OUR LOVE FOR YOU WILL LIVE ON FOREVER.
A sob broke from me, so raw with grief it s
ounded more animal than human. I felt my knees buckle and I sank onto the cold grass beside his grave. I had come here hoping to voice all of my feelings, but none could reach the surface through the molten lava of pain. I had believed that over the years I had finally accepted Jimmy’s death, but I realized now that all I had done was put a thin plaster over a gaping wound. I was incapable of words, only able to rock slowly back and forth on my knees, repeating his name over and over again.
It was too painful. I wasn’t strong enough, either physically or emotionally, to cope with this grief tonight. It was madness to have come. Still hiccupping soft sorrowful sobs, I started to get to my feet and then swayed forward, only stopping myself from falling by flinging out my hand onto the ice-slick turf. My head felt suddenly strange, too heavy for my neck to hold. Then, giving a small helpless cry, my supporting arm gave way and I fell forward onto the cold, unyielding ground beside the grave.

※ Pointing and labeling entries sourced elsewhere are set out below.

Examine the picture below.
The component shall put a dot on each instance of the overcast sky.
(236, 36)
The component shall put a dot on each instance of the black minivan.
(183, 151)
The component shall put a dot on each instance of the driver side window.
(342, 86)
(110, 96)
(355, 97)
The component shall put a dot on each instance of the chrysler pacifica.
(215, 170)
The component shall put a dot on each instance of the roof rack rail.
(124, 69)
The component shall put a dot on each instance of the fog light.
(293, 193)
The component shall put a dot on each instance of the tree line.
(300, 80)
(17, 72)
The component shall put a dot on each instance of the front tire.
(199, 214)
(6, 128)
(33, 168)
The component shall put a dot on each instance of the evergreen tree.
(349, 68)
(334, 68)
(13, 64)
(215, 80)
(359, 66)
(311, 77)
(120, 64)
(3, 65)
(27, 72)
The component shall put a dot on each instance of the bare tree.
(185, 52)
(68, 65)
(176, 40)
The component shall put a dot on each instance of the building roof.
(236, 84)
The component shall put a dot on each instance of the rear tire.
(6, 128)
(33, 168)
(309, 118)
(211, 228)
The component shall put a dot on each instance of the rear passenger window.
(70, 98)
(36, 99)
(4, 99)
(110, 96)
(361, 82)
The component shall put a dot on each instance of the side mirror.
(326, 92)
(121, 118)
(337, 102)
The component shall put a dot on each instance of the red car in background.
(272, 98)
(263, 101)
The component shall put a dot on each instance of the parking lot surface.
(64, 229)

The pain from my head now encompassed my entire neck and shoulders, and I wondered if I had somehow struck myself on a rock when I fell. But the cold grass beneath my cheek was clear of any obstruction. Very slowly, trying to minimize each movement of my head, I inched back my arms until both hands were flat on the soil on either side of me. I tried to lever myself up but my quivering forearms would not comply. After several abortive attempts, I realized I wasn’t going to be able to get to my feet that way.
Suddenly the danger I was in was terrifyingly obvious. I was lying, sick and virtually immobile, in a deserted graveyard. No one knew I was here; no one was going to miss me—not until the morning at least. I could die here. The thought, so terrifying, managed to pierce through the viselike pain in my head. I had no idea how long it took to die of exposure, or hypothermia. But I did know that I wasn’t going to give up and lie down to die beside the boy who’d lost his life while saving mine.
Trying to ignore the agony in my head, I tried to roll gently onto my side. My progress was slow, each movement sending a paralyzing spasm from my neck. I stopped several times to gather my breath, finding the strength to continue not in my desire to live, but in the knowledge of what losing me would do to my father.